Por Marcelo Manuel Benítez*
(para La Tecl@ Eñe)
Cuenta la leyenda que en los comienzos de los tiempos del Hombre, en la eterna Grecia, existió un niño extraordinariamente bello. Tanto que el mismo Zeus quiso tenerlo a su lado y le ordenó a su águila que lo secuestrara. Desde entonces, Ganimedes es el símbolo del niño deseado por el adulto y este Zeus hambriento y poderoso es la personificación misma del pedófilo.
Esta nota no se va a referir a los avances sexuales de adultos con niños menores de 13 años. El contacto lascivo con niños pequeños siempre es una violación porque, si bien el niño siente deseo, aún no alcanzó esa genitalidad a la que el pedófilo lo arrastra.

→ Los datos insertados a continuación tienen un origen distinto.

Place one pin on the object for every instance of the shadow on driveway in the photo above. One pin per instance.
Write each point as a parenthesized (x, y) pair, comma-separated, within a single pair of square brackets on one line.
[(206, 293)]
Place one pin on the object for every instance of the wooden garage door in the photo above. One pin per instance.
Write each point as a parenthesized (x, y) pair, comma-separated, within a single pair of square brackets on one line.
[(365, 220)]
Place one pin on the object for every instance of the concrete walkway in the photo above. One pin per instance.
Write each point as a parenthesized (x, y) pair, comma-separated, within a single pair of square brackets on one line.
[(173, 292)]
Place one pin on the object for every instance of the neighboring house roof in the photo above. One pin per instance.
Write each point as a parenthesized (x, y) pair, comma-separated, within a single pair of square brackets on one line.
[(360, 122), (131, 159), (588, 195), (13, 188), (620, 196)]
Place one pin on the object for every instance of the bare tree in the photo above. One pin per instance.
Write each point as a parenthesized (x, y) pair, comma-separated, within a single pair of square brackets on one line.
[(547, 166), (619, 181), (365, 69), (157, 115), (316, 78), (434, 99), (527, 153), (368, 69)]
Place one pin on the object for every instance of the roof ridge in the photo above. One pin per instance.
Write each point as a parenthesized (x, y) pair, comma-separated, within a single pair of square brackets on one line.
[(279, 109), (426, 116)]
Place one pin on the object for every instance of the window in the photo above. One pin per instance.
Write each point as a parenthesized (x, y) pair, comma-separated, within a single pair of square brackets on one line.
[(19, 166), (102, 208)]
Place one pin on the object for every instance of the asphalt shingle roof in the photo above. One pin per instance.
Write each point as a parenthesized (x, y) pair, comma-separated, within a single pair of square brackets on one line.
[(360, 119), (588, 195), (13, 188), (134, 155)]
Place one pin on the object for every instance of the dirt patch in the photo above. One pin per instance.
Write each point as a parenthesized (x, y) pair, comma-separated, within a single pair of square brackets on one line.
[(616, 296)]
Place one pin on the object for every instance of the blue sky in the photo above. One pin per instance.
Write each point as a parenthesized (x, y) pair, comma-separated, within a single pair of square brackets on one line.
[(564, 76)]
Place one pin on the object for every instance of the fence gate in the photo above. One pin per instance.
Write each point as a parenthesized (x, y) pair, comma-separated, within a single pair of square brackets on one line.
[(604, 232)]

Entonces, si nos concentramos en las relaciones sexuales entre adolescentes y adultos e independientemente del grado de felonía o perversidad que pongan de manifiesto estos últimos, en la práctica la figura legal de corrupción de menor se aplica más frecuentemente a ciertos personajes más rechazados por la moral social tradicional que por la ley. En la heterosexualidad, las relaciones sexuales entre personas con marcada diferencia de edad no causa tanto escándalo. Recordemos que cuando la hija de 14 años de una reconocida vedette argentina mantuvo una relación romántica con un hombre por entonces de 39 años, todos los medios y hasta la madre de la menor se derretían de ternura. Cada vez es más evidente que los conceptos de abuso y corrupción de menor es un invento de la derecha católica para castigar homosexuales. Esto no exculpa a sujetos como Jorge Corsi o el padre Grassi de haber cometido actos nocivos (en caso de probarse los ilícitos de los que están acusados), pero tal vez lo nocivo en estos hombres no sea tanto las preferencias sexuales sino una perversa actitud de engaños y chantajes para obtener de los lozanos cuerpos juveniles un placer siempre eventual y efímero.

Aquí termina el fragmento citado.